A GIN index on the tsvector expression makes this fast:

CREATE INDEX idx_node_search ON classification_node
USING GIN (to_tsvector('english', title || ' ' || coalesce(description, '')));

Search across 1.2M rows returns in 20-60ms.

Grouped search

The grouped=true parameter groups results by system.
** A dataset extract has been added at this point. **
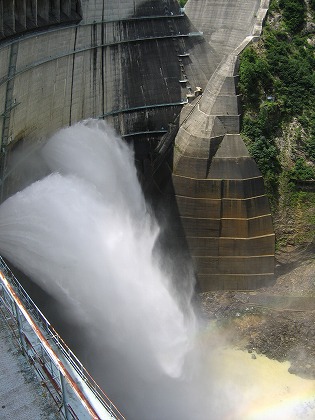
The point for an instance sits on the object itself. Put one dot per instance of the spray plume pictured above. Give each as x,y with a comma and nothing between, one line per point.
85,235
This prevents large systems (ICD-10-CM with 97K+ codes) from dominating results - at most N results per system.

Hierarchy traversal

graph TD
  ROOT["ICD-10-CM Root"] --> CH["Chapter 2:\nNeoplasms"]
  CH --> BLOCK["C00-C75:\nMalignant neoplasms"]
  BLOCK --> CAT["C50:\nBreast cancer"]
  CAT --> SUB["C50.9:\nBreast, unspecified"]
  SUB --> LEAF["C50.911:\nRight breast"]
  style LEAF fill:#E11D48,color:#fff

Ancestor queries use a recursive CTE to walk from any node to the root in a single query:

WITH RECURSIVE ancestors AS (
  SELECT code, title, parent_code, 0 AS depth
  FROM classification_node
  WHERE system_id = $1 AND code = $2

  UNION ALL

  SELECT n.code, n.title, n.parent_code, a.depth + 1
  FROM classification_node n
  JOIN ancestors a ON n.code = a.parent_code AND n.system_id = $1
)
SELECT * FROM ancestors ORDER BY depth DESC;

Works regardless of hierarchy depth (7+ levels in ICD-10-CM).

Translation endpoint

The crosswalk query unions both directions since edges are stored once:

SELECT target_system_id, target_code, match_type
FROM equivalence
WHERE source_system_id = $1 AND source_code = $2
UNION
SELECT source_system_id, source_code, match_type
FROM equivalence
WHERE target_system_id = $1 AND target_code = $2

Indexed on (source_system_id, source_code) and (target_system_id, target_code).

Rate limiting

Tier	Limit	Keyed By
Anonymous	30 req/min	IP address
Authenticated	1,000 req/min	API key

API keys are sent in X-API-Key header and validated against bcrypt hashes stored in the api_key table.

API endpoints at a glance

Endpoint	What It Does	Typical Latency
`GET /search?q=`	Full-text search across all systems	20-60ms
`GET /systems/{id}/nodes/{code}`	Node detail with metadata	<10ms
`GET .../children`	Direct children in hierarchy	<10ms
`GET .../ancestors`	Recursive parent chain to root	10-30ms
`GET .../translations`	All crosswalk equivalences	10-20ms
`GET .../equivalences`	Detailed match types	10-20ms
`GET /diff?a=&b=`	Gap analysis between systems	50-200ms

What we would do differently

Change	Why
Materialized views for crosswalk stats	Dashboard query scans full equivalence table
Connection pooling from the start	Hit `statement_cache_size` issues only in production
Batch endpoints earlier	Current API optimized for single-code lookups

These are on the roadmap. The current architecture handles production load comfortably.